Growing sustainable crops can help address acute global food insecurity, governments urged to stop tobacco farming subsidies
The world needs to grow more food and less tobacco, the World Health Organization (WHO) said in a new report, pointing out 349 million people around the world are facing acute food insecurity. Tobacco farming is taking up millions of acres of fertile land that can help feed these people, it said.
The tobacco industry is interfering with attempts to substitute its growing, contributing to the global food crisis, it further said. Tobacco growing harms the health of people, farmers and even the planet’s health, the WHO said in a report, World No Tobacco Day 2023 released May 25, 2023.
The world is confronted with a global food crisis fueled by conflict, climate change and the COVID-19 pandemic, the global health body said. Meanwhile, tobacco is grown in over 124 countries, taking up valuable farming land that can address nutrition challenges and help feed families instead.
The WHO campaign encouraged governments to end tobacco growing subsidies and use the savings to support farmers to switch to more sustainable crops that improve food security and nutrition. It also aimed to raise awareness about moving away from growing tobacco and growing sustainable crops instead.

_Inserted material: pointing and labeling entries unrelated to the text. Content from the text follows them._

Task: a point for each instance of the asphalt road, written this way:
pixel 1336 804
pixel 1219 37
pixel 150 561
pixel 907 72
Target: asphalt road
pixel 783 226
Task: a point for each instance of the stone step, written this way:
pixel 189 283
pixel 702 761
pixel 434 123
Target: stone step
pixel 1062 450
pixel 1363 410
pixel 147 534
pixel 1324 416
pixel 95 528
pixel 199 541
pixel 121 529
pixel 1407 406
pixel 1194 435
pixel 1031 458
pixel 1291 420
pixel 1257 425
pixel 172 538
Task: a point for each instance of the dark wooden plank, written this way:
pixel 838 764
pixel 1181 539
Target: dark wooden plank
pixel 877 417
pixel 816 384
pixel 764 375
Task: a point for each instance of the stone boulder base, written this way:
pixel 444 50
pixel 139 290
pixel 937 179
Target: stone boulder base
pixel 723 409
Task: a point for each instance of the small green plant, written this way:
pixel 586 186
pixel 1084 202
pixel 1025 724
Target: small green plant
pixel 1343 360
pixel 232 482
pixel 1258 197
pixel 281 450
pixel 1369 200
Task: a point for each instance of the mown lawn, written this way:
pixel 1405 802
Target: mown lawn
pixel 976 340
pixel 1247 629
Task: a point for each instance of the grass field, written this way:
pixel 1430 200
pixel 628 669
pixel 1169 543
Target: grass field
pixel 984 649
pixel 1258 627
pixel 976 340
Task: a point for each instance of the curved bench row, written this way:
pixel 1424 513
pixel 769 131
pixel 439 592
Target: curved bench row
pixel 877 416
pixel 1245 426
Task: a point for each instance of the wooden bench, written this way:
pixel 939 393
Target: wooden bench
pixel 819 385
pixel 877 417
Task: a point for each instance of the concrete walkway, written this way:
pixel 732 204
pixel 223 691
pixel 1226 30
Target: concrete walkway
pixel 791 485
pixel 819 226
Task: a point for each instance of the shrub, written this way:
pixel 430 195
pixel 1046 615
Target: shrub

World No Tobacco Day is recognised on May 31 every year.
This time, it marks 20 years of member states unanimously adopting the first public health treaty negotiated under the WHO Constitution — the Framework Convention on Tobacco Control, also called WHO-FCTC. This treaty is the first international agreement to reduce tobacco consumption and its devastating health effects.
Tobacco is one of the biggest public health threats the world is facing, Tedros Ghebreyesus, director general of WHO said in a tweet. The world is still benefiting from the impacts of this historic decision.
The report said 79 countries are facing acute food insecurity. The majority are low- and middle-income countries and over 30 are on the African continent.
Globally, 45 countries, including 33 in Africa, nine in Asia, two in Latin America and the Caribbean and one in Europe, require external assistance for food, United Nations agency Food and Agriculture Organization (FAO) had found.
A recent United Nations early warning report also warned of increasing acute food insecurity in several parts of the world. Acute food insecurity can potentially increase in magnitude and severity for 18 areas in 22 countries, FAO and the World Food Programme said.
Tobacco growing compounds the food security issues faced by these countries, the WHO said. Scarce arable land is not being used to grow much-needed food crops and forests are also being destroyed to create room for tobacco production, as well as to provide the fuel needed for curing the leaves.
The WHO report further pointed out the serious health impacts on tobacco farmers due to the heavy use of pesticides and high absorption of nicotine through the skin due to its farming.
Growing tobacco is also not profitable for many farmers, the global health body said.
The industry exaggerates its economic importance; tobacco farmers often find themselves trapped in a vicious cycle of debt as a result of unfair contractual agreements with the industry and face difficulties in shifting away from the nicotine plant.
Tobacco farmers are exposed to a number of health risks, including green tobacco sickness, a form of occupational poisoning which is caused by nicotine absorbed through the skin from the handling of wet tobacco leaves, exposure to heavy use of pesticides and exposure to tobacco dust, the report pointed out.
The environment also suffers greatly owing to deforestation, contamination of water sources and degradation of soil, the WHO added. Tobacco smoke emanating from curing tobacco leaves pollutes the environment.
Growing the nicotine plant is also associated with child labour and gender inequality. Because growing tobacco is labour-intensive and tobacco takes up to eight to nine months to mature, it is difficult for tobacco farmers to grow other crops, including food crops, within the same year, the report added.